Write or Rewrite Introductions and Conclusions and Titles Last in Your Paper-Production Process
- Start introductions from what your best readers would agree is the obvious evidence of the type you are interpreting, and explain how and why you will lead them to something non-obvious, and what (in brief) the significance of that non-obvious conclusion will be.
- Toward the end of the introduction, consider asking a question that the paper will answer, if that helps focus your thesis, but ask only one question--but avoid sequences of rhetorical questions that should be replaced by statements. Usually, do not ask questions you will not answer.
- Use quotation sparingly in introductions, and especially beware beginning a paper with a direct quotation of someone else--it's a tired-out strategy, though not illegal.
- Conclusions should keep in mind that, if the paper has persuaded readers that the thesis should be believed, the thesis should not need mere repetition at the end. Don't give readers the impression you think they are too dumb to remember what they just read.
- Conclusions should hear the best readers asking, "So what should I think/believe/do as a result of this thesis?," "what consequences are likely to follow from this thesis being true?," "where should the next stage of inquiry go and how might it proceed?" (AKA, "call for further research," AKA "job security for the researcher writing this paper").
- Titles are the gateway through which readers first encounter your ideas, and they should unambiguously communicate where the paper is going.
- Titles of all academic papers should communicate clearly both the topic and the key terms used in the thesis--don't mistake the genre of your paper and give readers "teaser" titles like those used in novels or mysteries.

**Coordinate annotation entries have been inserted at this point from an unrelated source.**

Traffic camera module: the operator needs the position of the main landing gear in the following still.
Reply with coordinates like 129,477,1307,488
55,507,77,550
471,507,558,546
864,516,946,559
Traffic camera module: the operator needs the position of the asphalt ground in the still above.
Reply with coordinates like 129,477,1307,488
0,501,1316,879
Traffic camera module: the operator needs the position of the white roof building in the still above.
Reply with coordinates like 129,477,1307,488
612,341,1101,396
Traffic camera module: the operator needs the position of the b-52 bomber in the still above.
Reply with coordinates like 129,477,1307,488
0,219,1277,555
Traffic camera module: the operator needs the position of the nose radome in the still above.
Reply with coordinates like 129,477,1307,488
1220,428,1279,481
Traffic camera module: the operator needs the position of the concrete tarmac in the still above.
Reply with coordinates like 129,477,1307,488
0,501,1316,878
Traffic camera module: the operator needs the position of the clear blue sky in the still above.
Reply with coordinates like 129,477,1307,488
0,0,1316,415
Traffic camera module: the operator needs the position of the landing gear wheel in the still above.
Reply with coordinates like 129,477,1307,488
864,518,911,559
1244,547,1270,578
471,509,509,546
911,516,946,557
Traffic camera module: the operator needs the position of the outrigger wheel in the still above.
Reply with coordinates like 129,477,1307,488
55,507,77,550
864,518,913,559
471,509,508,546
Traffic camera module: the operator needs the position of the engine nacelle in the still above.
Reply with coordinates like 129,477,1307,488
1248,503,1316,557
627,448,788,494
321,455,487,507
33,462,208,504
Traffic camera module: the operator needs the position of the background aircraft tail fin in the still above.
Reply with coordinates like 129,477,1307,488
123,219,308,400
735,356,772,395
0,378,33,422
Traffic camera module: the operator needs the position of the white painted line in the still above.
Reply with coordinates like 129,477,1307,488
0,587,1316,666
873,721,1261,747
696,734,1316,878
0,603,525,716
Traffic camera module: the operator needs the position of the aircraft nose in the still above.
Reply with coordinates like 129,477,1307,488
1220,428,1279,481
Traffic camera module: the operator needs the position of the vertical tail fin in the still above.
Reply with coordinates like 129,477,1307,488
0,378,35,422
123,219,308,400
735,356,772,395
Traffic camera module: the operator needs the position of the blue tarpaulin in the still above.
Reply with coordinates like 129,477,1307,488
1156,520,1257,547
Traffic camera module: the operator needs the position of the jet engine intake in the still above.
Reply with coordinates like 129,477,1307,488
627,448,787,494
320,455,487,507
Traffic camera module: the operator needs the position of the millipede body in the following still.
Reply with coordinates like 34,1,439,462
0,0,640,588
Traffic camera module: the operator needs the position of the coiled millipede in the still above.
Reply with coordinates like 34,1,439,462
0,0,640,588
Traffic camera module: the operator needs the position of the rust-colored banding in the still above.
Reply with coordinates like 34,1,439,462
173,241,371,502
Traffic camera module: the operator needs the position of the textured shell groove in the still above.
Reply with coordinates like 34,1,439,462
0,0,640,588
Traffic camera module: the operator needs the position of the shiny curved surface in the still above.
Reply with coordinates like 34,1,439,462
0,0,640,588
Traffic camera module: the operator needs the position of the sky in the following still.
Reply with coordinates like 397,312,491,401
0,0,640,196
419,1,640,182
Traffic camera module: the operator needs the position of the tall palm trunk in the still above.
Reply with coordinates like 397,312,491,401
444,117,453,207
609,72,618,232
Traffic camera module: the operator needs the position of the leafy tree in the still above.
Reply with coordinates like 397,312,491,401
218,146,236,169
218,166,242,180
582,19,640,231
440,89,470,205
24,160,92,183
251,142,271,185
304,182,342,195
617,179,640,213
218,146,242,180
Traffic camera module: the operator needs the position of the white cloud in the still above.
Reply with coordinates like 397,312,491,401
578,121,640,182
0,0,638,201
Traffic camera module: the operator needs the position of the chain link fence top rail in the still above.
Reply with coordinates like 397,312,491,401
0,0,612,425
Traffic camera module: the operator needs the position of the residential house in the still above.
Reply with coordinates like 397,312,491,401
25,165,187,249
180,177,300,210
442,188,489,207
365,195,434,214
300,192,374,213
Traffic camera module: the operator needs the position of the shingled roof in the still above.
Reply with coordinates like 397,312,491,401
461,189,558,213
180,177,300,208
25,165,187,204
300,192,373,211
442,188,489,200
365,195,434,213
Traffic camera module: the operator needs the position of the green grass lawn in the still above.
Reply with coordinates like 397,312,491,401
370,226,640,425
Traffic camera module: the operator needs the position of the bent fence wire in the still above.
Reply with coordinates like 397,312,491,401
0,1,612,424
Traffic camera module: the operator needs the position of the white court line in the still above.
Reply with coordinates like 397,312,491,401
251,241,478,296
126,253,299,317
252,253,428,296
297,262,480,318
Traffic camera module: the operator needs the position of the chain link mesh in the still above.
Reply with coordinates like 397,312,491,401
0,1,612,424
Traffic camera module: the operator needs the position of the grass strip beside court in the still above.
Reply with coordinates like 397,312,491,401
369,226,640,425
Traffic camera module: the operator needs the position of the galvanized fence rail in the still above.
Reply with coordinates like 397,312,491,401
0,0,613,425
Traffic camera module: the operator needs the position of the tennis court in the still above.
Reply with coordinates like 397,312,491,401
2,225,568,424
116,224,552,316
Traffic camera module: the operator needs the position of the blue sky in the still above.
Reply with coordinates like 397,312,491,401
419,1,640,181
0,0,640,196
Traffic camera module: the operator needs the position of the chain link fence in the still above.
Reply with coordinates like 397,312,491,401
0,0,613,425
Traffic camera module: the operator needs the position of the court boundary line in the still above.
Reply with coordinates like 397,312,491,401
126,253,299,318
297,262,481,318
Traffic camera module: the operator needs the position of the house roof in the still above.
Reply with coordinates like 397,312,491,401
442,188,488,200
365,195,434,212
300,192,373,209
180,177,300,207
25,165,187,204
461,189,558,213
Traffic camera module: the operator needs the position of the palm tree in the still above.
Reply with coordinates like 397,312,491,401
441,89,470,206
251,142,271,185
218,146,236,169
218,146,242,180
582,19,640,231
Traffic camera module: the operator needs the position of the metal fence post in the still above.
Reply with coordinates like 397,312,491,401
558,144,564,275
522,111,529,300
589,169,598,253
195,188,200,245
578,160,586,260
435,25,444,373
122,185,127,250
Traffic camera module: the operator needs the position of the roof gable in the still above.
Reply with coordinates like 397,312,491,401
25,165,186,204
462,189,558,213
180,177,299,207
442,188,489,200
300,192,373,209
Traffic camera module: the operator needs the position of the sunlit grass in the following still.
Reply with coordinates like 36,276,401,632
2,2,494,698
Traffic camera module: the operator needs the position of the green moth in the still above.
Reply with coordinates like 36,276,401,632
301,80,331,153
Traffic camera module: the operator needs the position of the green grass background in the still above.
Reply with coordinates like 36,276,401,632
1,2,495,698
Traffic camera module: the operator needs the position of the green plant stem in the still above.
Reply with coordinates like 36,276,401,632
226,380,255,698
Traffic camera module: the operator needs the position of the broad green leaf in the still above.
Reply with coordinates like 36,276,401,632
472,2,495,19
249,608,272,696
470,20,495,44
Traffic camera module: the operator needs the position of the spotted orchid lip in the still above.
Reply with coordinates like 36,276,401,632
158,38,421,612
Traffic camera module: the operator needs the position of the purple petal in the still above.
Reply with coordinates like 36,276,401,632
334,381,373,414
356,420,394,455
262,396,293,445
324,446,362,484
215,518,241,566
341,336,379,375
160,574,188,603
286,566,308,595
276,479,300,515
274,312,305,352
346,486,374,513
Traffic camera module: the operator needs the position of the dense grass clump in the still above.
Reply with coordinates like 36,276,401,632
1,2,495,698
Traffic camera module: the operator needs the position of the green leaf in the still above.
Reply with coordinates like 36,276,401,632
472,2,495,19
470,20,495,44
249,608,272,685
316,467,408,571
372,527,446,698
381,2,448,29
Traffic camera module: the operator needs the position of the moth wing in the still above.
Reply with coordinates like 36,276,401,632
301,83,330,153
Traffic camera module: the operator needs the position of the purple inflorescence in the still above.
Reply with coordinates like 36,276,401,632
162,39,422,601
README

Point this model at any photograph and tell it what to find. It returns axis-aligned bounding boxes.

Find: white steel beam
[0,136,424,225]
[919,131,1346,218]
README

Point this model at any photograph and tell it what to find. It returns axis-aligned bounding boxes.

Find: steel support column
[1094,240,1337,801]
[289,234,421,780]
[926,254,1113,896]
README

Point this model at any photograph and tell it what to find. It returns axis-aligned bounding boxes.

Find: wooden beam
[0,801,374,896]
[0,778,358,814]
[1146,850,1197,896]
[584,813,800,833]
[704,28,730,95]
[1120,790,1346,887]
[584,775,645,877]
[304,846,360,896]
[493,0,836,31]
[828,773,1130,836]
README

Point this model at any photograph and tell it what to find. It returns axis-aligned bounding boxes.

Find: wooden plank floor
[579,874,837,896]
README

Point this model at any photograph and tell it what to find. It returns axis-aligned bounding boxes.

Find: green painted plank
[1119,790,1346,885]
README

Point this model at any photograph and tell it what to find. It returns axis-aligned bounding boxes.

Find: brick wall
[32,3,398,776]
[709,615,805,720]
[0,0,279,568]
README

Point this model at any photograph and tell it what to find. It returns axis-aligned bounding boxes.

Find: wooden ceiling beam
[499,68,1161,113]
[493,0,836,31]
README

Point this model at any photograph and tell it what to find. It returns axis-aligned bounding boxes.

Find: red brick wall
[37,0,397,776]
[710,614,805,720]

- Titles of humanities papers most commonly use colons to separate a short, memorable phrase about the paper's thesis from a longer phrase describing the topic, and sometimes the method of analysis.
- Titles of social sciences papers may follow humanities rules if their analysis is mainly qualitative, but highly quantitative analysis papers tend to follow natural science rules.
- Natural sciences titles tend to be extremely long and follow more strict formulae than those for humanities or social sciences papers, naming the organism or compound or other phenomenon studied, the method used in the study, and the kind of result being investigated. This is because natural scientists have to process far more published articles every month than the typical humanities or social science researcher reads.